O Tesouro dos EUA está avaliando a incorporação de verificações de identidade diretamente em contratos inteligentes de finanças descentralizadas (DeFi). Críticos alertam que a medida pode acabar com os fundamentos básicos das finanças não permissionadas.

Na semana passada, a agência abriu uma consulta pública sob a Lei de Orientação e Estabelecimento de Inovação Nacional para Stablecoins dos EUA (Lei GENIUS) , sancionada em julho. A lei instrui o Tesouro a avaliar novas ferramentas de conformidade para combater o financiamento ilícito no mercado de criptomoedas.

Uma ideia é incorporar credenciais de identidade diretamente em contratos inteligentes. Na prática, isso significaria que um protocolo DeFi poderia verificar automaticamente o documento de identidade oficial, a credencial biométrica ou o certificado de carteira digital de um usuário antes de permitir a realização de uma transação.

Os defensores da proposta argumentam que a inclusão de verificações de Conheça Seu Cliente (KYC)  e  Prevenção à Lavagem de Dinheiro (AML) na infraestrutura de blockchain poderia trazer ganhos substanciais de conformidade e manter criminosos fora do DeFi.

Tesouro dos EUA considera adoção de verificação de identidade digital em DeFi.
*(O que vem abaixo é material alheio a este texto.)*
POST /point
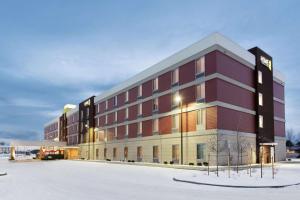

Fonte: Laz

Fraser Mitchell, diretor de produtos da provedora de combate à lavagem de dinheiro SmartSearch, disse ao Cointelegraph que tais ferramentas poderiam "desmascarar as transações anônimas que tornam essas redes tão atraentes para criminosos."

“O monitoramento em tempo real de atividades suspeitas pode facilitar a mitigação de riscos para as plataformas, detectar e, por fim, impedir que criminosos utilizem suas redes para lavar dinheiro proveniente dos piores crimes do mundo”, disse Mitchell.

Verificações de Identidade DeFi: proteção de dados ou vigilância total?

Mitchell reconheceu a perda da privacidade, mas argumentou que existem soluções. "Apenas os dados necessários para monitoramento ou auditorias regulatórias devem ser armazenados, com todo o resto excluído. Todos os dados armazenados devem ser criptografados, reduzindo o risco de uma violação grave."

No entanto, os críticos afirmam que a proposta corre o risco de eliminar os princípios fundamentais de DeFi. Mamadou Kwidjim Toure, CEO da Ubuntu Tribe, comparou o plano a "colocar câmeras em todas as salas de estar."

“No papel, parece uma solução de conformidade. Mas você transforma uma infraestrutura neutra e não permissionada em um sistema cujo acesso é controlado por credenciais de identidade aprovadas pelo governo. Isso muda fundamentalmente o que o DeFi deveria ser”, disse Toure ao Cointelegraph.

Ele alertou que, se identidades biométricas ou governamentais forem vinculadas a carteiras de blockchain, "toda transação corre o risco de se tornar permanentemente rastreável até uma pessoa real. Perde-se o pseudoanonimato e, por extensão, a capacidade de realizar transações sem vigilância."

Para Toure, os riscos vão além da conformidade. “A liberdade financeira depende do direito à privacidade econômica. Incorporar a identidade no nível do protocolo corrói esse princípio e cria precedentes perigosos. Os governos poderiam censurar transações, colocar carteiras em listas negras ou até mesmo automatizar a cobrança de impostos diretamente por meio de contratos inteligentes.”

Quem fica para trás?

Outra preocupação é a exclusão. Bilhões de pessoas em todo o mundo ainda não possuem identificação formal. Se os protocolos DeFi exigirem credenciais emitidas por governos, comunidades inteiras, migrantes, refugiados e pessoas sem acesso a serviços bancários correm o risco de ficar de fora.

“Isso pode restringir o acesso de usuários que preferem o anonimato ou não podem atender aos requisitos de identificação, limitando a natureza democrática do DeFi”, disse Toure.

A segurança de dados também é um ponto crítico. Vincular bancos de dados biométricos à atividade financeira pode tornar os ataques mais catastróficos, expondo dados financeiros e de identidade pessoal em uma única violação.

Os críticos enfatizam que a escolha não é binária entre paraísos criminais e vigilância em massa. Ferramentas de preservação da privacidade, como provas de conhecimento zero (ZKPs) e padrões de identidade descentralizada (DID), oferecem maneiras de verificar a elegibilidade sem expor a identidade completa.

Com os ZKPs, os usuários podem comprovar que não estão em uma lista de sanções ou que não têm mais de 18 anos sem revelar sua identidade. As estruturas de DID permitem que os usuários possuam credenciais verificáveis ​​e as divulguem seletivamente. "Em vez de identidades governamentais estáticas, os usuários possuem credenciais verificáveis", disse Toure.